It's come to my attention that if you read a whole random letter by John Stuart Mill, you can regain enough lift to constitute actual happiness. Here's one, picked for size and shape. Have a listen for fun if you are already feeling fine. But you have to read every word for the antidepressant. The whole time you are reading, try to imagine yourself as Mill, typing this out on an old Victrola to Carlyle. What is John Stuart saying?
No, I know I'm being silly so you don't know whether to trust me, but trust me. If you carefully read every word of this letter you will feel great. I did it and I feel great. Why? Well, I'll tell you at the end of the letter.
TO THOMAS CARLYLE
India House
8th August 1837
My dear Carlyle
The immediate object of my writing to you is to ask you whether you can manage to give me (if it be still in existence) a letter which I wrote to you in 1833 after my return from Paris, in which I said a great deal about Carrel. I have to write something about him for the review, & it would be of great service to me were I able to refer back to what I wrote in the freshness of my impressions.
It is a great bore to me having to write anything just now, except my book, which I am getting on with, fast & satisfactorily. But it cannot be helped.
The book I think will be a good book; which is more than I would venture to say of any other book which I could attempt to write just now. One good thing that it will do is, it will let you & me see whether we really differ, & if so, how far, without the fruitless attempt to become intelligible to each other by spoken words on a subject so complicated & on which so many of the premisses have to be settled beforehand. Certainly we should, at present, differ much in our language, but I question whether our opinions are so widely apart as they may seem. You call Logic the art of telling others what you believe. I call it, the art, not certainly of knowing things, but of knowing whether you know them or not: not of finding out the truth, but of deciding whether it is the truth that you have found out. Of course I do not think that Logic suffices for this without any thing else. I believe in spectacles, but I think eyes necessary too. Neither do I mean by Logic, the Aristotelian way solely, or even mainly; nay, that I do consider to be only a way of stating a process of thought, not itself a process of thought at all. I do not think that I can explain myself any farther in fewer words than my book will consist of. Thanks for your promise of reading it, which I did not more than half expect, & did not at all think myself entitled to claim.

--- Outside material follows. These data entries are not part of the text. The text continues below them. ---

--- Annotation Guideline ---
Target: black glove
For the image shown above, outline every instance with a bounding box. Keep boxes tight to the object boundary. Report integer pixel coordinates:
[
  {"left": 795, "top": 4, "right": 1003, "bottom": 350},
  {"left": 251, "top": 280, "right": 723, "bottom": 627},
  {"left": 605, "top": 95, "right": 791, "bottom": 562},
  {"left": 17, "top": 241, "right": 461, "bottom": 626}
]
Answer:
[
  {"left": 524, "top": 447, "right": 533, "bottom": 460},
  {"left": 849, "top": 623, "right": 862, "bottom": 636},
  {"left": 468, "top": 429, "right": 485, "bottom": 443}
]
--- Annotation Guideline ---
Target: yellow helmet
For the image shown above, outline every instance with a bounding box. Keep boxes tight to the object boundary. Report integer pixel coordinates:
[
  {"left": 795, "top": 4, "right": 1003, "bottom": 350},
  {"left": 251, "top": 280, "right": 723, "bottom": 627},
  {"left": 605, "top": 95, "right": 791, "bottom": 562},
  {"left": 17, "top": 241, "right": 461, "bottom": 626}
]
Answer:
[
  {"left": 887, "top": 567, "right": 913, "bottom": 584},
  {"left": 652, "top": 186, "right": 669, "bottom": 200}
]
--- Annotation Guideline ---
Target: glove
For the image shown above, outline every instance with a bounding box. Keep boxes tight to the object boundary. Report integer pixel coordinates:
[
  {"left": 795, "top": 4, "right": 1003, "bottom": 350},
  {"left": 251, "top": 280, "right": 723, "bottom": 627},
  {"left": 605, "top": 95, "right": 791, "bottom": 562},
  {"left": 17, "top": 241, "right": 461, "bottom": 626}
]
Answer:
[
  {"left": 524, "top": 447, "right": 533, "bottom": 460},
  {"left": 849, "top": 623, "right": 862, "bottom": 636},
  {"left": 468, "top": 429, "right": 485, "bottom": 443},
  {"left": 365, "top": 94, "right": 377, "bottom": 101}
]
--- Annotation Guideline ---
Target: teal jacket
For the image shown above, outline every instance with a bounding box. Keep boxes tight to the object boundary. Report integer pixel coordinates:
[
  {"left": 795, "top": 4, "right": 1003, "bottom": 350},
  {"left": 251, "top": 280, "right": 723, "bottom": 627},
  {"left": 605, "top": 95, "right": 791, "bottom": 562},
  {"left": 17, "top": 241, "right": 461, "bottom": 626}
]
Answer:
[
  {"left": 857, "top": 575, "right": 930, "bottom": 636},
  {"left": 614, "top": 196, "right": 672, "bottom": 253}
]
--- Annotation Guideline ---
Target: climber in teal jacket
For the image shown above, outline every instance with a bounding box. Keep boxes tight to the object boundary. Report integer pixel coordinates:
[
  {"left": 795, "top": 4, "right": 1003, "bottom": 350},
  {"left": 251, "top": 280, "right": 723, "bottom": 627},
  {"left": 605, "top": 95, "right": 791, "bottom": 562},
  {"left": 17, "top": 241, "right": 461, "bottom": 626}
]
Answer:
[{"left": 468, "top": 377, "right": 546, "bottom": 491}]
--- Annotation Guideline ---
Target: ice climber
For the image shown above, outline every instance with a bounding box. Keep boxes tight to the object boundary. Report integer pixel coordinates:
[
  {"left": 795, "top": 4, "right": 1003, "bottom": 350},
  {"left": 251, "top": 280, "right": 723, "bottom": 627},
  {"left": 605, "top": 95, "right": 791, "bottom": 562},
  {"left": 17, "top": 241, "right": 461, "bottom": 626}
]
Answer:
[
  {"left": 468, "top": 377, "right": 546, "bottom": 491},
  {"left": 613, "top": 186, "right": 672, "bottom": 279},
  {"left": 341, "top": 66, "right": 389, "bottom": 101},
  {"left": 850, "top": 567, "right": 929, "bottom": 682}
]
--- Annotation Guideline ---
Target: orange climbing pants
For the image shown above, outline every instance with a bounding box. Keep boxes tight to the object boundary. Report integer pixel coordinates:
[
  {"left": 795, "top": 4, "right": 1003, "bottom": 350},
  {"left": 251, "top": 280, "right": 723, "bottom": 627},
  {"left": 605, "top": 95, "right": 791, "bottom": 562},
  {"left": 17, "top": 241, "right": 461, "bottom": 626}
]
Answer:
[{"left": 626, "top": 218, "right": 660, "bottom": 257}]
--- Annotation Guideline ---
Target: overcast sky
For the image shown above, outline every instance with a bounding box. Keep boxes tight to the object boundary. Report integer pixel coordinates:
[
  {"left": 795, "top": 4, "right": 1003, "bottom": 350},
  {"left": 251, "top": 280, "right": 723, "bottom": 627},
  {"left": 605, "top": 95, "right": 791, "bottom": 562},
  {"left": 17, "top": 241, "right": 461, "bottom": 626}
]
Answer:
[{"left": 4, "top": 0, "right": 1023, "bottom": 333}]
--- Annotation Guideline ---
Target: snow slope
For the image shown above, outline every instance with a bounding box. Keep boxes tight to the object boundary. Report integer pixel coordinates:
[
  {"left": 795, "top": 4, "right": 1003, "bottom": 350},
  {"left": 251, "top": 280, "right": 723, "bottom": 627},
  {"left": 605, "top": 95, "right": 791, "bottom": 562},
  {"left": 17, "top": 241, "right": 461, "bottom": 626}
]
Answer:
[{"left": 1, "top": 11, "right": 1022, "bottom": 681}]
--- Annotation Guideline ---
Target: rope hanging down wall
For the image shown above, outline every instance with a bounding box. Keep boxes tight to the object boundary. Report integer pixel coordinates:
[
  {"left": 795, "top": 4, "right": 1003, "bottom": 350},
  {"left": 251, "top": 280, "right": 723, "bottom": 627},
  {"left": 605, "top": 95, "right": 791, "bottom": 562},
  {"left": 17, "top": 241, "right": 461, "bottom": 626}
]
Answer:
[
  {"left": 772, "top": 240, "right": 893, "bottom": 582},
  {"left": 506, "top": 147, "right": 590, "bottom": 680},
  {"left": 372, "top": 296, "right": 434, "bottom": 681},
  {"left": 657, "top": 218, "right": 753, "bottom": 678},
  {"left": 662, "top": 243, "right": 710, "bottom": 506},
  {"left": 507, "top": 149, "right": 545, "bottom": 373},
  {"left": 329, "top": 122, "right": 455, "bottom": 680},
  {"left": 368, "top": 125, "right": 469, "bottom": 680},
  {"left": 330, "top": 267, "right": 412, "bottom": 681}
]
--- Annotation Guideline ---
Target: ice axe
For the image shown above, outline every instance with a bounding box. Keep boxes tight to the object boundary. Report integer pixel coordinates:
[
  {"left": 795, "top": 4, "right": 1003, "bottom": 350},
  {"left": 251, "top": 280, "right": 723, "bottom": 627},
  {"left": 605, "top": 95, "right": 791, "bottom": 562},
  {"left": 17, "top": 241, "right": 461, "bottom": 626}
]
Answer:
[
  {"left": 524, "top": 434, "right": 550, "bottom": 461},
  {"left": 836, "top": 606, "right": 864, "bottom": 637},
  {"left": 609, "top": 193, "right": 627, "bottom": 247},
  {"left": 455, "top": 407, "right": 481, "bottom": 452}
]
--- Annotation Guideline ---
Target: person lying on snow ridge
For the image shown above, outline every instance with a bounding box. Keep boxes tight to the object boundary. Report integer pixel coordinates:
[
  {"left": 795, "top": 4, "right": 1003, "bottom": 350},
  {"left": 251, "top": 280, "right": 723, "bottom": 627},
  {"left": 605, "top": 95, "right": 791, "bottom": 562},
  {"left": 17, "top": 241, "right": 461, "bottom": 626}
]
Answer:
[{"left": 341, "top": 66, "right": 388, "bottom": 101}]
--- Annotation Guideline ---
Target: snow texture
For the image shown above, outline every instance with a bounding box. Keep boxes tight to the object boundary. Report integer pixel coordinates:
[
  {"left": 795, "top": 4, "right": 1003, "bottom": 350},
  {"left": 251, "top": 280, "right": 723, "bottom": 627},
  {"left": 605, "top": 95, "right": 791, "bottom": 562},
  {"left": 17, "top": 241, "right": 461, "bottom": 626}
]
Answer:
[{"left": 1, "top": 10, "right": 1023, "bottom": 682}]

I suppose you saw the three columns of the Times on your three volumes. Mr Sterling I suppose wrote it, & no doubt sent it to you—at least that is the belief I try to entertain whenever my conscience twits me that I did not. In case you have not seen it, I can give you in few words a summary of its contents: That the stile is nearly the worst possible, everything else nearly the best possible. The writer does not seem to be aware that this is something very like a contradiction in terms. But it is well meant, & cannot but give you many readers & Fraser some buyers who would not otherwise have been had.—However I fully sympathize in your wish to forget the book entirely—I promise you I shall forget mine, soon enough after it is published—nay probably before.
I am very glad you are resting yourself by doing nothing. I am resting myself by doing something—something which is not mere every day business, but allows me & requires me to exert my best (or some of my best) faculties. In truth I have not, for years before, had a mind free from occupation with pettinesses. That is the only true meaning of leisure—choice of work. It is not good for everybody, nor for anybody at all times: for me, just at present, it is good, & I am consequently happier than I have ever been since I had it last. I get a great deal into the country too, among trees & green fields, though with a very small share of rivulets & altogether without the Solway tide waves you speak of.
On the whole things go well with me, not the less so because I am as you say of yourself “sadder” than I have ever been—
Ever affectionately
J. S. Mill
Well in this case it is because of the line that I emboldened abovely: I believe in spectacles, but I think eyes necessary too. Also of course the crazy claims about forgetting a book before it's published and the last line: On the whole things go well with me, not the less so because I am as you say of yourself “sadder” than I have ever been.